Чтобы вызвать эмоциональный резонанс, можно прочитать текст сказки и попросить отметить места, которые вызвали сильные чувства, после этого этот эпизод сказки используется как метафора. Такая работа со «стандартной» метафорой отличается от спонтанно возникающей метафоры тем, что развитие сюжета заранее предопределено:
ведь сказка хорошо известна. Работа может быть сосредоточена на том напряжении или негативных эмоциях, которое мешает принять данный сюжет целиком, вызывая сильное сопротивление. Завершением работы в эксперименте считалось такое состояние, когда человек мог последовательно вчувствоваться во все трансформации сюжета, не испытывая фрустрации, то есть вступить в контакт со своими эмоциями в том числе на тех «участках» сюжета, которые раньше вызывали напряжение и чувство отторжения, протеста. Такая директивная проработка на «глубинном» уровне образов, вызывавших негативные эмоции, приводила к реорганизации системы контактов с миром и влияла на течение психосоматических заболеваний. Работа проходила только на плане образов, и «инсайты» не связывались с социальным личностным опытом.
|
3. Наиболее специфичным оказался опыт работы с замешательством и сопровождающим его иррациональным переживанием ужаса и беспомощности. Значительная часть «отталкивающих» или раздражающих эпизодов сказок, а также тех, которые первоначально кажутся «плохими» по моральным соображениям, в глубине содержат опыт замешательства, то есть, на бытовом языке, чувство растерянности, когда человек мог бы сказать: «я не знаю, что делать и что чувствовать...» или «мало ли что может случиться...» Это соответствует травматическим элементам раннего детского опыта или серьезным переживаниям психических травм у взрослых людей. Проработка такого опыта в символической форме соответствует, по-видимому, формированию навыка адаптивного эмоционального поведения. Наиболее последовательно это проявляется в «жестоких» сюжетах, в которых есть тема проглатывания, разрубания на части и так далее.
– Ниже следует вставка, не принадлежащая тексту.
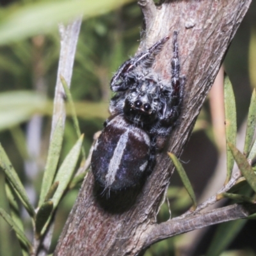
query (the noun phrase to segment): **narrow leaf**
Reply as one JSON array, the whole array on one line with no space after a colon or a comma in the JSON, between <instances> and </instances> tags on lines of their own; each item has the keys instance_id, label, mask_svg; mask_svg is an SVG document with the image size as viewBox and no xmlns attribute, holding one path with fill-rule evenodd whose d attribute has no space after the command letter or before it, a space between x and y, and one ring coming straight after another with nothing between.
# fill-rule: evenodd
<instances>
[{"instance_id":1,"label":"narrow leaf","mask_svg":"<svg viewBox=\"0 0 256 256\"><path fill-rule=\"evenodd\" d=\"M21 220L20 216L20 210L19 208L18 203L15 196L15 191L12 186L8 182L5 183L5 191L6 193L6 196L9 202L11 216L13 221L19 227L19 228L24 231L24 226L22 221Z\"/></svg>"},{"instance_id":2,"label":"narrow leaf","mask_svg":"<svg viewBox=\"0 0 256 256\"><path fill-rule=\"evenodd\" d=\"M56 209L72 177L80 154L83 139L83 134L82 134L68 154L66 156L63 163L58 171L54 180L55 182L58 181L60 183L52 200L54 204L54 209Z\"/></svg>"},{"instance_id":3,"label":"narrow leaf","mask_svg":"<svg viewBox=\"0 0 256 256\"><path fill-rule=\"evenodd\" d=\"M256 175L254 173L252 166L245 156L233 144L228 143L228 145L241 172L251 188L256 192Z\"/></svg>"},{"instance_id":4,"label":"narrow leaf","mask_svg":"<svg viewBox=\"0 0 256 256\"><path fill-rule=\"evenodd\" d=\"M39 208L36 216L36 236L38 239L40 236L40 232L44 225L48 220L53 209L53 203L52 201L44 202Z\"/></svg>"},{"instance_id":5,"label":"narrow leaf","mask_svg":"<svg viewBox=\"0 0 256 256\"><path fill-rule=\"evenodd\" d=\"M59 161L62 141L63 140L64 130L62 124L62 118L58 120L55 130L52 134L52 138L50 141L47 160L46 161L45 170L44 173L41 193L39 200L40 207L45 200L46 194L49 192L52 184L52 181L56 171L57 164Z\"/></svg>"},{"instance_id":6,"label":"narrow leaf","mask_svg":"<svg viewBox=\"0 0 256 256\"><path fill-rule=\"evenodd\" d=\"M218 195L218 198L226 198L242 202L256 204L256 200L253 198L244 196L243 195L232 194L230 193L223 193L222 194Z\"/></svg>"},{"instance_id":7,"label":"narrow leaf","mask_svg":"<svg viewBox=\"0 0 256 256\"><path fill-rule=\"evenodd\" d=\"M79 174L77 176L74 177L68 186L69 189L73 189L78 184L79 184L80 182L82 182L82 181L84 180L84 176L86 175L86 173L87 173L87 172L84 172L82 173Z\"/></svg>"},{"instance_id":8,"label":"narrow leaf","mask_svg":"<svg viewBox=\"0 0 256 256\"><path fill-rule=\"evenodd\" d=\"M71 111L71 116L72 116L72 118L73 120L74 126L75 127L76 132L77 135L77 138L80 138L81 131L80 131L79 125L78 123L77 115L76 114L75 105L74 104L74 101L73 101L73 99L72 99L72 95L70 93L70 90L69 90L68 84L67 84L66 81L65 80L65 78L62 76L60 76L60 79L61 79L61 83L62 83L62 85L63 86L65 93L66 93L66 96L68 99L68 102L70 104L70 111ZM86 158L85 152L84 152L84 149L83 148L82 148L82 154L83 154L83 158L85 159L85 158Z\"/></svg>"},{"instance_id":9,"label":"narrow leaf","mask_svg":"<svg viewBox=\"0 0 256 256\"><path fill-rule=\"evenodd\" d=\"M189 195L190 198L192 200L193 207L194 208L195 208L196 207L196 196L195 195L195 193L193 189L192 186L190 183L190 181L188 177L187 174L186 173L184 169L182 167L182 165L173 154L172 153L168 153L168 154L171 159L172 160L172 161L173 162L173 164L178 172L178 173L180 177L181 180L182 181L186 189L187 190L188 194Z\"/></svg>"},{"instance_id":10,"label":"narrow leaf","mask_svg":"<svg viewBox=\"0 0 256 256\"><path fill-rule=\"evenodd\" d=\"M246 156L248 156L250 150L250 147L252 145L252 141L254 135L255 127L256 127L256 92L255 89L254 89L252 93L251 103L250 104L250 108L249 108L249 112L248 112L247 125L246 125L246 133L245 136L244 154ZM252 159L252 158L249 158L249 159Z\"/></svg>"},{"instance_id":11,"label":"narrow leaf","mask_svg":"<svg viewBox=\"0 0 256 256\"><path fill-rule=\"evenodd\" d=\"M51 31L59 22L83 13L84 18L90 17L129 2L131 0L29 1L18 8L4 8L4 13L1 13L5 15L0 23L0 45Z\"/></svg>"},{"instance_id":12,"label":"narrow leaf","mask_svg":"<svg viewBox=\"0 0 256 256\"><path fill-rule=\"evenodd\" d=\"M47 202L52 198L56 191L57 190L58 186L59 186L59 182L56 181L51 186L50 189L49 189L48 193L47 193L47 195L45 196L45 199L44 202Z\"/></svg>"},{"instance_id":13,"label":"narrow leaf","mask_svg":"<svg viewBox=\"0 0 256 256\"><path fill-rule=\"evenodd\" d=\"M236 145L237 132L236 101L232 86L228 76L225 77L224 81L224 100L226 141ZM230 152L230 149L227 145L226 184L231 178L234 163L234 159L233 155Z\"/></svg>"},{"instance_id":14,"label":"narrow leaf","mask_svg":"<svg viewBox=\"0 0 256 256\"><path fill-rule=\"evenodd\" d=\"M25 234L13 221L10 216L2 208L0 208L0 215L12 227L12 228L13 228L20 243L22 243L24 246L30 250L32 248L31 244L26 236Z\"/></svg>"},{"instance_id":15,"label":"narrow leaf","mask_svg":"<svg viewBox=\"0 0 256 256\"><path fill-rule=\"evenodd\" d=\"M21 183L15 170L14 170L11 162L9 160L6 154L2 145L0 144L0 166L3 168L6 175L10 184L15 189L14 191L20 199L23 205L28 211L29 215L32 217L35 216L35 212L34 208L29 202L27 193Z\"/></svg>"},{"instance_id":16,"label":"narrow leaf","mask_svg":"<svg viewBox=\"0 0 256 256\"><path fill-rule=\"evenodd\" d=\"M220 256L246 223L246 220L237 220L219 225L205 256Z\"/></svg>"}]
</instances>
4. На глубинном уровне символические системы образов сказок переживаются как весьма строго организованные. То, что на уровне личных проекций кажется случайным и пригодным для экспериментирования и рекомбинирования, на глубинном уровне строго связано через преемственность и взаимозависимость телесных, двигательных программ. Поэтому рекомбинирование может приводить к замешательству и снижению энергетического потенциала (на уровне текста сказки это означает, что если Волк съедает Красную Шапочку — то и должен съесть, без злости или обиды, а если как-то изменить ситуацию, то на социальном плане это может быть более приемлемо, зато на глубинном — разрушительно). Эти соображения актуальны при использовании вольных переделок сказок в работе с детьми, которые чаще всего делаются с лучшими намерениями в сказках с «жесткими» сюжетами.
|
5. На глубинном уровне исчезают моральные мотивировки и эмоциональные паттерны поведения. Например, оценки: «хороший»-«плохой», «нравится»-«не нравится». Некоторые сюжеты — например, про Мачеху и Падчерицу, провоцируют при обсуждении их на «рациональном» или «социальном» плане разделение героинь на Прилежную и Лентяйку. Такое исследование моральных отношении персонажей запутывают символическую систему сказки. Например, получается, что гибнет девочка, одновременно и Ленивая и Любимая матерью. (Сюжет, кстати, был проанализирован Беттельхеймом). При погружении на чувственном плане в мир образов волшебной сказки на первом плане оказывается «необходимость», связанная с глубинным механизмом переживания соответствующей метафоры, или с ее «смыслом»
6. Создается впечатление, что некоторые сюжеты удивительным образом воспроизводят типы переживаний человека при прохождении возрастных кризисов (конфликтов) по Э. Эриксону и содержат своего рода символические «подсказки» для более благополучного «правильного» (с точки зрения культурной традиции) прохождения этих кризисов.